『けいおん!』の作者が音楽をテーマに選んだ背景には、日常の些細な楽しみを描きたいという意図があったんじゃないかな。軽音部という設定を通して、高校生活の「何気ない瞬間」に光を当てたかったんだと思う。例えば、放課後の教室で適当に楽器をいじったり、メンバー同士でふざけ合ったりするシーンは、特別な才能やドラマよりも「共に過ごす時間」そのものを価値あるものとして描いている。

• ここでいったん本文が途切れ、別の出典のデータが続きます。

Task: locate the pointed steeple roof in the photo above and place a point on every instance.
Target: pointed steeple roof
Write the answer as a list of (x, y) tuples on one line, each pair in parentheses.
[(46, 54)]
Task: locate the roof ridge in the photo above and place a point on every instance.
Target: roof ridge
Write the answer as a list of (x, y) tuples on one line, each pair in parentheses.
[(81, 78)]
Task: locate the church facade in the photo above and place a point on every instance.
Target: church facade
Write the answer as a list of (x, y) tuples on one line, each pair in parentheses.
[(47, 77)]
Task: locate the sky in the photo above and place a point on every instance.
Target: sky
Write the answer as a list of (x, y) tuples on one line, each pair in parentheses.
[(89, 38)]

音楽が持つ「共有性」も重要なポイントだ。演奏技術の上達よりも、曲を完成させる過程で生まれる絆や挫折、笑いが物語の核になっている。『スピッツ』や『THE BLUE HEARTS』のカバー曲が登場するのも、世代を超えて愛される音楽の力を借りて、登場人物と観客の距離を縮める効果がある。あえて「天才バンド」ではなく「ゆるふわ女子高生バンド」を選んだのは、等身大の楽しさを伝えるための作者なりの選択だったんじゃないかな。

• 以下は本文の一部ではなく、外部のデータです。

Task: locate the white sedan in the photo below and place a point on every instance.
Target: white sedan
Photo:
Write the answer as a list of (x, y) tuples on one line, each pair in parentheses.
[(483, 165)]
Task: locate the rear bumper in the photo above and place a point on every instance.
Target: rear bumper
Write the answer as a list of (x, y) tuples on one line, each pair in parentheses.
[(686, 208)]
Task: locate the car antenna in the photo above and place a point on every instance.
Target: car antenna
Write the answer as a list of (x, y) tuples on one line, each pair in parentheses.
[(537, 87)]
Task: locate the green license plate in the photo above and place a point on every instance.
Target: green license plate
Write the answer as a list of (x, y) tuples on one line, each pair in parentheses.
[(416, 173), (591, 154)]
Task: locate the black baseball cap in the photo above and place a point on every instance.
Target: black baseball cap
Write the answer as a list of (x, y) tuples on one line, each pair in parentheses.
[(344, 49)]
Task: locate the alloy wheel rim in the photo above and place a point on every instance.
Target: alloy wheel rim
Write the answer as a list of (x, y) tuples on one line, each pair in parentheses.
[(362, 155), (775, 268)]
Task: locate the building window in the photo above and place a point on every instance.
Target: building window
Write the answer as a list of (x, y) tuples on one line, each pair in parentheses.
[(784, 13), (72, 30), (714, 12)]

個人的には、たこ焼きパーティーや合宿のエピソードが音楽シーンと同じ比重で描かれているところに作者の真意を感じる。音楽はあくまで、青春の1要素として自然に溶け込んでいる。最終回で彼女たちが『天使にふれたよ!』を演奏するシーンは、技術的には未熟でも、あの瞬間だけはプロ並みに輝いて見えた。そんな「不完全さの中にある美しさ」を表現したかったのかもしれない。